Warning: Thrills ahead with NextGen processor technologies

December 15th, 2009

3You can ignore it, but it won’t go away: More cores – lots more cores – are coming to a processor near you. Here’s an analysis from the Linley Group of what’s happening now in “many-core” trends.

If mastering multicore processors has given you the same heart-in-the-throat feeling as a roller coaster ride, be warned: There are more twists and turns ahead. Two trends are emerging now – processors with more than 32 cores and processors implementing an approximation of a data-flow architecture.

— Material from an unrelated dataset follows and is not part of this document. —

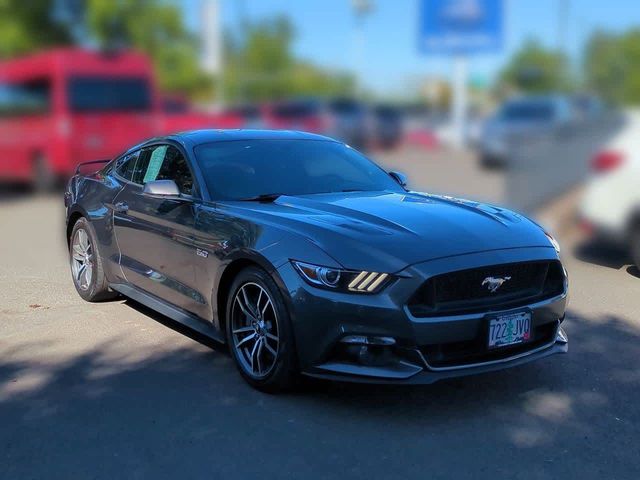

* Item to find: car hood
[226,192,552,272]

In several years, most processor suppliers will need to offer chips with 32 or more CPUs if they want to increase their products’ performance. The factors that prompted the shift from single CPU to dual core and then to multicore processors still hold true and will lead to ever-more CPUs per chip and per system.

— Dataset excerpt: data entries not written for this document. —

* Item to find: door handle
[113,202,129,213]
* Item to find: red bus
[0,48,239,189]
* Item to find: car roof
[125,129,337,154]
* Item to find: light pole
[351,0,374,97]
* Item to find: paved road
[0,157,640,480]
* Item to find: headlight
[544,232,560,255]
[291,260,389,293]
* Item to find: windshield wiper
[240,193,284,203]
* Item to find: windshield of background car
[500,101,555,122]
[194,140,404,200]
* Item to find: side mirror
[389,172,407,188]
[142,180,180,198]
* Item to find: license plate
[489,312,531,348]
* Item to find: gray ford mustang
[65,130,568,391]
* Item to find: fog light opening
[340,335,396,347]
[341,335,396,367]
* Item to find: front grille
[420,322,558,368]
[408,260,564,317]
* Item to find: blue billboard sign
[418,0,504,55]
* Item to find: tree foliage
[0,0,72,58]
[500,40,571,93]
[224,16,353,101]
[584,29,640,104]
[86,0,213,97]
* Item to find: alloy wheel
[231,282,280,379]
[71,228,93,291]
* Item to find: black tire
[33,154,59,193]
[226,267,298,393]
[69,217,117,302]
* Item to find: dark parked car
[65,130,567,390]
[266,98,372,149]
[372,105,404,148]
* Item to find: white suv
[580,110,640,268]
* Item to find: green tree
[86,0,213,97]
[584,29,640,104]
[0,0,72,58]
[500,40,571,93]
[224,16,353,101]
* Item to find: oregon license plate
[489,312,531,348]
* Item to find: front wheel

In some respects, the expertise gained from turning serial software originally written for a single CPU to a parallelized program running on, say, eight CPUs will apply when porting it to 32, 64, or 100 CPUs. However, software developers will have to learn new skills, making it progressively harder to achieve greater degrees of parallelism.

Moreover, CPU organization on a chip will become apparent to programmers, particularly those who are developing performance-sensitive or low-level code. A shared bus is too slow for a processor with many cores because bandwidth does not scale with the number of cores, as Figure 1 shows. A switch uses too much on-chip real estate.

Figure1
Figure 1: Bus bandwidth remains constant as CPUs are added, limiting scaling.

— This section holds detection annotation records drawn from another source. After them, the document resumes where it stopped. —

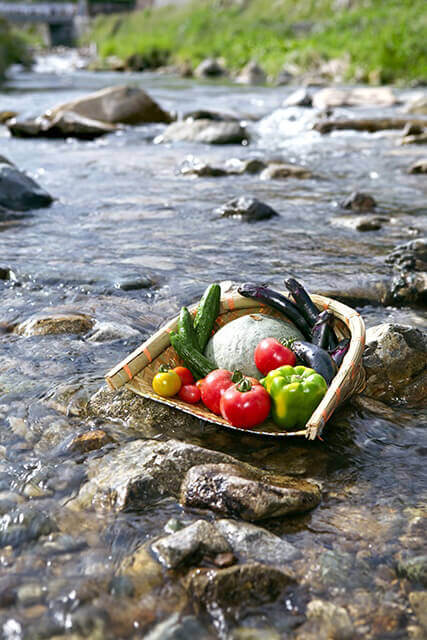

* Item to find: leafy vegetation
[83,0,427,82]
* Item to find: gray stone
[363,323,427,404]
[0,163,53,211]
[155,120,249,144]
[216,519,301,566]
[283,89,313,107]
[408,158,427,173]
[15,311,94,337]
[236,60,267,85]
[187,563,293,608]
[409,591,427,631]
[340,191,377,211]
[68,440,246,511]
[214,196,279,222]
[397,555,427,587]
[194,58,227,78]
[46,85,172,125]
[181,463,320,521]
[151,520,231,569]
[260,163,312,180]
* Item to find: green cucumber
[194,283,221,351]
[178,307,199,351]
[170,331,217,380]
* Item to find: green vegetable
[178,307,199,351]
[194,283,221,351]
[261,365,328,430]
[170,331,216,379]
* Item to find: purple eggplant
[291,340,337,386]
[285,278,319,327]
[311,310,336,349]
[237,282,311,339]
[329,338,350,367]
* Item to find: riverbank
[0,17,30,80]
[85,0,427,84]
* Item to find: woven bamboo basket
[106,292,365,440]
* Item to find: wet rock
[363,323,427,405]
[236,60,267,85]
[313,87,397,109]
[155,120,249,144]
[260,163,312,180]
[181,464,320,521]
[67,429,114,453]
[283,89,313,107]
[15,312,94,337]
[69,440,244,511]
[403,93,427,116]
[409,591,427,631]
[340,191,377,212]
[7,111,117,140]
[194,58,227,78]
[297,600,355,640]
[187,563,293,607]
[0,161,53,211]
[408,158,427,173]
[216,519,301,566]
[397,555,427,587]
[144,613,212,640]
[0,505,55,548]
[151,520,231,569]
[46,85,172,125]
[214,196,279,222]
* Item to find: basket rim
[105,291,366,439]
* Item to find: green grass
[86,0,427,82]
[0,18,30,78]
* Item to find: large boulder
[363,323,427,405]
[313,87,397,109]
[46,86,172,124]
[0,158,53,211]
[155,119,248,144]
[181,464,320,521]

A mesh, however, provides scalable bandwidth at modest die-area cost. In a mesh, each CPU has a connection to its north, south, east, and west neighbors. Bandwidth scaling is achieved because each time a new row or column is added to the array of CPUs, a new set of connections is added as well.

In a mesh-based processor like the one shown in Figure 2, data sent from one CPU node to another travels hop by hop via intermediate nodes. Low-level software such as the OS kernel or lightweight executives must be conscious of the CPUs’ row and column addresses to direct the data. Transfers to far CPUs will take more hops than transfers to near CPUs. Programmers must map their code to CPUs in such a way that code blocks communicating to each other will run on neighboring CPUs to minimize mesh bandwidth latency and consumption.

Figure2
Figure 2: Mesh bandwidth increases as a new row or column of CPUs is added.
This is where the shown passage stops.